WHAT DO PIPEFITTERS DO?
Pipefitters work in factories and other industrial work spaces to install, repair and maintain pipes that carry liquids and gases, chemicals or acids throughout the facility. This might be in power plants or the HVAC systems in big office buildings. They must be able to understand blueprints and install pipes correctly, understand the sometimes dangerous nature of the chemicals that the pipes they create are transporting, repair and test any damaged or malfunctioning pipes and perform pressure tests from time to time.
Because they work with hazardous materials, pipefitters must know what types of pipe to use with different chemicals, acids or liquids. They often work in confined and hot spaces for long periods of time.
HOW MUCH DO PIPEFITTERS MAKE?
The Bureau of Labor Statistics (BLS) states that in 2010, the median annual income for plumbers, pipefitters and steamfitters was $46,660, or $22.43 an hour.
WHAT ARE THE EDUCATION REQUIREMENTS?
Pipefitters start through apprenticeships with established pipefitters. This can last 4-5 years and incorporates on the job training and in class education. Apprentices must be 18 years old with a high school diploma or GED, pass a math test and a drug test, and know how to use computers.

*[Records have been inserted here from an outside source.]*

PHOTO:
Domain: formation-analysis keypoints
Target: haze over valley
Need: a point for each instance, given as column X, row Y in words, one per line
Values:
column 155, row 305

Technical schools also offer training. Some states require licensing.
JOB SKILLS AND REQUIREMENTS
- Managerial Skills: Pipefitters often work with other pipefitters and apprentices to get a job done. Directing workers on the job is needed.
- Mechanical Skills: Pipefitters use a variety of tools and must be able to read blueprints.
- Strength: Pipefitters must be able to carry heavy pipe and use heavy tools.
- Troubleshooting Skills: Pipefitters need to be able to see a problem, diagnose the source and fix the issue.
THE FUTURE OF PIPEFITTERS
Jobs will grow quickly for plumbers, pipefitters and others in the profession. The BLS estimates that jobs in this field will grow 26% between 2010 and 2020, much faster than average.